Beginners Word2vec Tutorial on large Text corpus

Word2vec when run on large text corpus, automatically captures relationships and similarities in text data. For example, if you ask Germany capital, it will say Berlin. Word2vec generates vectors for each word and a simple cosine of the vector, shows how close two words are.

I will be using hillary emails text corpus from kaggle as input and we will observe some interesting results. I will use the native c code of word2vec for speed. First we clean the raw data and remove some common english stop words.

Hillary data comes in sqllite and from this command we dump rawtext field from database into a file.

sqlite3 -header -csv database.sqlite "select RawText from Emails;" > rawtext.csv

We clean up text and only allow certain alpha numeric characters using sed (much faster).

tr -c "A-Za-z0-9@-._ \n" " " < rawtext.txt > rawfiltered.txt

Here we translate all uppercase to lowercase

 tr '[:upper:]' '[:lower:]' < rawfiltered.txt > data.txt

This perl script will remove common english stopwords from the text corpus

./ stopwords.txt sample.txt

Once all is ready we run word2vec to generate word vectors in commandline

./word2vec -train data.phrase -output hillary-vectors.bin -cbow 1 -size 300 -window 10 -negative 25 -hs 0 -sample 1e-5 -threads 20 -binary 1 -iter 15

This will generate only word vectors, not efficient for phrases. To generate vectors for  phrases use this other approach.

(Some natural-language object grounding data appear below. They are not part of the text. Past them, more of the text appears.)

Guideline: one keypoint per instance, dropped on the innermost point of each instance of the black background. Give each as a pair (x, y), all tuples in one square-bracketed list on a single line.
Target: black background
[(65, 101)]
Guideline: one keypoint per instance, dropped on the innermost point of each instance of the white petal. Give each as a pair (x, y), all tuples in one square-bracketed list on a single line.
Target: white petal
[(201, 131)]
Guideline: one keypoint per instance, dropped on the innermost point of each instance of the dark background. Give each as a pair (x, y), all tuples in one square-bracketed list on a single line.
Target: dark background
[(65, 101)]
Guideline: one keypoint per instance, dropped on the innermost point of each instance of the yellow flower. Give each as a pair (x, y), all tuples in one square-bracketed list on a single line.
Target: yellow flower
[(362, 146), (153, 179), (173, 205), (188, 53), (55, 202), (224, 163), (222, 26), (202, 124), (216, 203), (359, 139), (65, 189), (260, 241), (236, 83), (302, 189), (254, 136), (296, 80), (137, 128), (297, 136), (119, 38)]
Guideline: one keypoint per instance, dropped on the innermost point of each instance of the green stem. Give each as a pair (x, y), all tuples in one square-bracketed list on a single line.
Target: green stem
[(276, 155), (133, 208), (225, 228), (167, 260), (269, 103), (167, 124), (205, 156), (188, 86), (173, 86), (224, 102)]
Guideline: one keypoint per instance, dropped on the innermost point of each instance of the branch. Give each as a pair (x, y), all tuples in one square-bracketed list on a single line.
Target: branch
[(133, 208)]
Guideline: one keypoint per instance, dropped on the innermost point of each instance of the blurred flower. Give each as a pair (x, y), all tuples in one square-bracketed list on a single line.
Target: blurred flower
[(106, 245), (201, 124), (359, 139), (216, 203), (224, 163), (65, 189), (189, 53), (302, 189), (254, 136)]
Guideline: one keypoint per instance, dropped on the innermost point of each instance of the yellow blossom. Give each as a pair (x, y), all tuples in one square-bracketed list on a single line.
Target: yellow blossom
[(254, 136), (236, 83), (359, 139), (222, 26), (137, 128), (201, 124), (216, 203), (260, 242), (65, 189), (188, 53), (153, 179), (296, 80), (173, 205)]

./word2phrase -train data.cleaned -output data.phrase0 -threshold 200 -debug 2
./word2phrase -train data.cleaned -output data.phrase1 -threshold 100 -debug 2
 ./word2vec -train data.phrase1 -output hillary-vectors-phrase.bin -cbow 1 -size 200 -window 10 -negative 25 -hs 0 -sample 1e-5 -threads 20 -binary 1 -iter 15
This will take few minutes, after that use the cosine distance tool to play with it.
./distance vectors-phrase.bin

Let us see the results..

Word: hillary
Position in vocabulary: 255
Word Cosine distance\
rodham 0.785763\
clinton 0.770176\
mrs. 0.668949\
mazing 0.652066\
clinton. 0.651392\ 0.601229\
-over 0.595913\
11-day 0.590282\
secretary 0.588066\
eback. 0.584084\
mrs 0.569783\
week– 0.564768\
old-fashioned 0.552296\
grueling 0.548099\
congratulations 0.543035\
thanks-iand 0.540592\
umit 0.539003\
unfolds. 0.537835\
madam 0.533925\
professional. 0.515469\
ecial 0.515023\
verde. 0.514702\
secretary- 0.506147\
shining 0.504990\
…keep 0.504837\
gratitude 0.503390\
ugural 0.502349\
d… 0.497087\
madame 0.496499\
routed 0.493445\
youknow 0.492397\
seven-nation 0.491600\
pplauded 0.490920\
grateful. 0.488790\
ffair 0.488063\
cape 0.486159\
labott 0.486055\
siders. 0.477942\
dear 0.477759\
blend 0.475713\
Observations: Top 3 results are truly spectacular since the the vectors automatically capture the relationships from the corpus. Rodham is i suppose middle name and clinton last name when asked about hillary. The secretary is also captured in top results. Her blackberry email is also on top results. Hillary must love her blackberry a lot :J\


Let us see how clustering works on the vectors. We will cluster 5 topics from the dataset..

./word2vec -train data.cleaned -output hillary-classes.txt -cbow 1 -size 200 -window 8 -negative 25 -hs 0 -sample 1e-4 -threads 20 -iter 15 -classes 20
sort hillary-classes.txt -k 2 -n > hillary.sorted.txt

You will see words grouped into clusters.